The Indictment further alleges that between October 2019 and August 2020, after Dougherty appointed Fiocca to be the Local 98 steward for employees working at this job site, Fiocca frequently did not show up for work, was not present at his workstation, and did not complete his assigned work. As a result, Fiocca allegedly was sometimes paid for fewer than 40 hours per week. It is also alleged that Dougherty was apprised of Fiocca’s attendance and performance issues but refused to acknowledge that Fiocca was at fault.
On August 19, 2020, after Fiocca had been paid for fewer than 40 hours for the previous week because he had worked for fewer than 40 hours that week, Fiocca allegedly grabbed his manager by the throat, threw him on a desk, and threatened him and the company’s owner with further violence. The Indictment further alleges that later that same day, after the assault, Dougherty made escalating threats of economic harm to the owner of the company including: no longer allowing electricians on the job to work overtime, thus forcing the company to operate three shifts of employees; pulling all the electricians off the job entirely; and even trying to prevent the company from securing future work.

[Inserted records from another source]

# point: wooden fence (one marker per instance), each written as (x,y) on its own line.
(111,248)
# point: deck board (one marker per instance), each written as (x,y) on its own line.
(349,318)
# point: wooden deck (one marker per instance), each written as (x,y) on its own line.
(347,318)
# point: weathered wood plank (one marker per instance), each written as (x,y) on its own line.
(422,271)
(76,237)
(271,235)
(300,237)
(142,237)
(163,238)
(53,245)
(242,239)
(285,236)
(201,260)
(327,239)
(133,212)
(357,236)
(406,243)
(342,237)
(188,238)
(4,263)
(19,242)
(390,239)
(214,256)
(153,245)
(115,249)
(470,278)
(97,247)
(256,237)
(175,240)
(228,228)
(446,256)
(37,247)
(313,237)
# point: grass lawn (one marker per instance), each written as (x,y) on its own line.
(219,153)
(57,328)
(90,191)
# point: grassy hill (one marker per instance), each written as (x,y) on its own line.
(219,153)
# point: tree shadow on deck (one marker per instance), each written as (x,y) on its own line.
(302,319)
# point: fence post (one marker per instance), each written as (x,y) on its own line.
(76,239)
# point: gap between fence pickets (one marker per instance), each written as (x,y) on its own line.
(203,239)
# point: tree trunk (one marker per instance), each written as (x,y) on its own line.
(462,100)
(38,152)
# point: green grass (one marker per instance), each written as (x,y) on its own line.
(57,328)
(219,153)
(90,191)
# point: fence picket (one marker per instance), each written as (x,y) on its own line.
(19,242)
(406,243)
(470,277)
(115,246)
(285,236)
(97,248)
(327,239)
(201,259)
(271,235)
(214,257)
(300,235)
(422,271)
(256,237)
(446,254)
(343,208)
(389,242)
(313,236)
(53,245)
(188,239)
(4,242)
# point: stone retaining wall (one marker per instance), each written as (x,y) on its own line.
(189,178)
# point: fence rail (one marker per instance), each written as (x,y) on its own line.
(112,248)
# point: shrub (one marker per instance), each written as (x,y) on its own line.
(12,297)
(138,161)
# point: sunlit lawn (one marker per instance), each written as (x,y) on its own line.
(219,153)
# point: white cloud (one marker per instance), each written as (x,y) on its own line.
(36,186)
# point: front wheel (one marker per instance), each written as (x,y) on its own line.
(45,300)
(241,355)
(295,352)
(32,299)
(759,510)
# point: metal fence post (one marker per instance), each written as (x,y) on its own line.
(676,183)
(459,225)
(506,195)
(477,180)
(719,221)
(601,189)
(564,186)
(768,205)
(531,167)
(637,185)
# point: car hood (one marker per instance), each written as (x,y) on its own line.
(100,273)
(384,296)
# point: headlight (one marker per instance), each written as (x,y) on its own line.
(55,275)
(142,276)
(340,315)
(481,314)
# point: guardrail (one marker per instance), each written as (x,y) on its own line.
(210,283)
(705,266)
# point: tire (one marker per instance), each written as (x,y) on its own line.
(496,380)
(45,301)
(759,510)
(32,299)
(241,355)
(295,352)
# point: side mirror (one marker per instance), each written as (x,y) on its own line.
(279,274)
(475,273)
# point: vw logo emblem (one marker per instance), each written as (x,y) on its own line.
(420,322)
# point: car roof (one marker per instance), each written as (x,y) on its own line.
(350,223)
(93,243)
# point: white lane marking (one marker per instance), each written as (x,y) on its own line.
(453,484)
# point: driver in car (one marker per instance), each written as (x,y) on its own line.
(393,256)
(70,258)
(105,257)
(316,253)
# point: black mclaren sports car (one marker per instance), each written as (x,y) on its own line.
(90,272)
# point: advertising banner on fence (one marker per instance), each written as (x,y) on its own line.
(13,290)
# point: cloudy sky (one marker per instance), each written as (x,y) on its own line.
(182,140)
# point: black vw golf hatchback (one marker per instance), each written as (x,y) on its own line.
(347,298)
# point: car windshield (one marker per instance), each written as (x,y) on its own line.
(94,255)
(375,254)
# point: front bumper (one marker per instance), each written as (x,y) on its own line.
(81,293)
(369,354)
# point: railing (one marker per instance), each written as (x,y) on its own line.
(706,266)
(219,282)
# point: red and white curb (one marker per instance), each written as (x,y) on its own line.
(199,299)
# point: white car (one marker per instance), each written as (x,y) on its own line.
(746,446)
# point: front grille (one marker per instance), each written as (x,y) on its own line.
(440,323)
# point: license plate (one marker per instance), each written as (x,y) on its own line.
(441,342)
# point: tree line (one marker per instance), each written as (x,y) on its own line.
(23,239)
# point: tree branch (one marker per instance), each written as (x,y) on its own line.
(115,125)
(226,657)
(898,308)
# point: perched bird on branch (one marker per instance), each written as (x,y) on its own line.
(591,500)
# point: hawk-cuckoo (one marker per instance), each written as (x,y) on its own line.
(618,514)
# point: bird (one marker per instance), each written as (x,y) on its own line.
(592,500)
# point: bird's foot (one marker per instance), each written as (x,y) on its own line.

As a result, as charged in the indictment, from August 19, 2020 to January 17, 2021, Fiocca remained employed by the company, did little or no work, and continued to receive paychecks and benefits paid by the company.
“No one is entitled to wages they do not earn, and more importantly, no one should fear economic reprisal or physical violence for attempting to do honest business in Philadelphia,” said Acting U.S. Attorney Williams. “As alleged in the Indictment, Fiocca took advantage of his uncle’s position as a powerful leader of an influential union, assaulted a co-worker, and enriched himself at the expense of his employer – and Dougherty had his nephew’s back through all of it. These kinds of actions do not represent ‘business as usual,’ and will not be tolerated in this District.”
“When union leaders put their own interests ahead of its honest and hard-working members, they are not only breaching their obligation to protect union workers and their families, they are breaking the law,” said Michael J. Driscoll, Special Agent in Charge of the FBI’s Philadelphia Division. “Such corruption must not go unchecked. No matter how long it takes, the FBI, particularly the determined agents and support staff of our Public Corruption Squads, will not rest until unscrupulous public officials and union leaders are brought to justice. The FBI is committing to protecting Philadelphia’s citizens and dedicated laborers.”
If convicted of all counts, the defendants face a maximum possible sentence of 380 years in prison, a $4,750,000 fine, a term of supervised release of two years, and a $1,900 special assessment.
An Indictment, Information or Criminal Complaint is an accusation. A defendant is presumed innocent unless and until proven guilty.
The case was investigated by the Federal Bureau of Investigation and is being prosecuted by Assistant United States Attorneys Frank R. Costello, Jr., and Richard P. Barrett.